I see that the creationist Sarah Palin went down a storm with her "keynote" speech to the Republican National Convention and is perhaps on her way to securing herself a place in the annals of American idiocracy alongside such political heavyweights as Dan Quayle and George W himself. Although my disrespect remains fully intact, I'd better qualify my remarks by making it clear that I think everybody has the right to a say in how they are governed and if the majority favour a blundering dunderheaded troglodyte, then they have an absolute right to choose the said troglodyte. And, of course, to vote him or her out if they come to their senses.

That's democracy - not pretty, but better than a system of government where those in power rule by fear, deception and force rather than by the consent (at least to some degree) of those they govern. I made a lazy joke in my last post about how scary it would be to have this know-nothing from a frozen offshoot of the Bible belt with her finger on the nuclear button. But looking at recent history it becomes apparent that the very worst man-made tragedies have been unleashed not by elected idiots, but by unelected dictators - no democracy, I think, has ever killed so many as Stalin in the great famines and purges of the 30's or Mao in China's own famines of the 50's and the Cultural Revolution which he unleashed in the 60's, (mostly, as far as I can see, to defend himself against those Party elements who actually realised what a disaster he'd unleashed in the previous decade). So no cheers at all for unrepresentative government.
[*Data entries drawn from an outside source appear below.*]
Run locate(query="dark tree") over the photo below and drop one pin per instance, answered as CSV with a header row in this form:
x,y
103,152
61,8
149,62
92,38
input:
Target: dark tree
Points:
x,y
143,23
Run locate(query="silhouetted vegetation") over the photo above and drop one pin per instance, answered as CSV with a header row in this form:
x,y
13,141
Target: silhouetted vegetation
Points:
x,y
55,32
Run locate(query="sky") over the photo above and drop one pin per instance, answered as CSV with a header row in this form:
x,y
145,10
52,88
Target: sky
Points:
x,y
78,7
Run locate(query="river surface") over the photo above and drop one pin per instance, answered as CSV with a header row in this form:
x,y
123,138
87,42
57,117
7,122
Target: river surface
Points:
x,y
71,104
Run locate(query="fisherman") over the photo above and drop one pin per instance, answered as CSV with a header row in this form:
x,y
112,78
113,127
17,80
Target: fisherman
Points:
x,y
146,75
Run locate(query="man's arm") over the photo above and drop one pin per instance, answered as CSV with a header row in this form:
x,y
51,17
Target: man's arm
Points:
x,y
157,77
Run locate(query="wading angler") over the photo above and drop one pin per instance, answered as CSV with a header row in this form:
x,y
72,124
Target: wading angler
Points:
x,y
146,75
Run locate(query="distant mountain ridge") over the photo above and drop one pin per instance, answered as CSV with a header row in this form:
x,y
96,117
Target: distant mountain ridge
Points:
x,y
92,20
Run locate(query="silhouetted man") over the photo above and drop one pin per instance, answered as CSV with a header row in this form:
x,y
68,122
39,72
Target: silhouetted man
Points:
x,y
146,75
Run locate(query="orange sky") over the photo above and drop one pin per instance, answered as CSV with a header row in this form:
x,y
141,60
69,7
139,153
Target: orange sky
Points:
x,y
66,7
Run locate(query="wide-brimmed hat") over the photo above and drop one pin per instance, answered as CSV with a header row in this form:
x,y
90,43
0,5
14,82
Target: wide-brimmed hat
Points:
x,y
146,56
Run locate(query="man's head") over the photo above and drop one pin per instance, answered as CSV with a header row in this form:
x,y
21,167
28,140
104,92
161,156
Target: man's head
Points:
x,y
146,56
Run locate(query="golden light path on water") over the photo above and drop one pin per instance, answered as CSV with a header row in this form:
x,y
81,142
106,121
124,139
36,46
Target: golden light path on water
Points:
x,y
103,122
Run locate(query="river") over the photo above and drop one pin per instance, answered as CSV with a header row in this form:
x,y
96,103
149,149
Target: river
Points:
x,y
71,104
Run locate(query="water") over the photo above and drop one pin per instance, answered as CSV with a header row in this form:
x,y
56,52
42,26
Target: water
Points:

So when I'm rude about democratically elected politicians, I do mean it, but I do also acknowledge that having the option to throw the bastard out and to be as rude about them as I want to be without being censored, locked up or forcibly, and perhaps permanently silenced by a bunch of heavies is way better than the alternatives on offer by more authoritarian forms of rule. At least two cheers for democracy, even when you can't stand the dork who got elected and three big, hearty cheers for the freedom to be disrespectful.

And here's another controversial opinion on a topic of great importance - my son was watching CBeebies the other night. Whilst we were waiting for In The Night Garden to come on, they played an episode from the new series of Andy Pandy (well relatively new - I think it was made in 2002 - I mean the one which wasn't made in black and white with the strings showing). Goodness me it was terrible; a bored sounding narrator, really pointless, stupid new characters like Missy Hissy the snake and Orbie the ball. I don't know who thought that remaking the series was a good idea, but they were wrong, wrong, wrong. It's not even as if the original was that great. Give me Iggle Piggle any day.

Wednesday, 3 September 2008

Dumb and dumber

For those who've made a living poking fun at President George W Bush, the sands of time are running out fast. Sadly, for Humphrey Lyttleton, they've already run out - but here he was on top form taking the mick out of the man whose intellect and rhetorical gifts were, amazingly enough, deemed sufficient for him to blag his way into the top job anywhere.

The good news, for those who like to savour the absurdity of the richest and most powerful characters in the world's richest and most powerful country, is that the Republican vice presidential candidate (potentially a 72-year-old's heart beat from the presidency) apparently believes that the world is only about 6,000 years old. To carry on with a running theme, we may not know whether the neanderthals were brighter or dumber than most of us, but I suspect they might well have been brighter than someone who might be getting her hands on the nuclear button. Sweet dreams, everybody.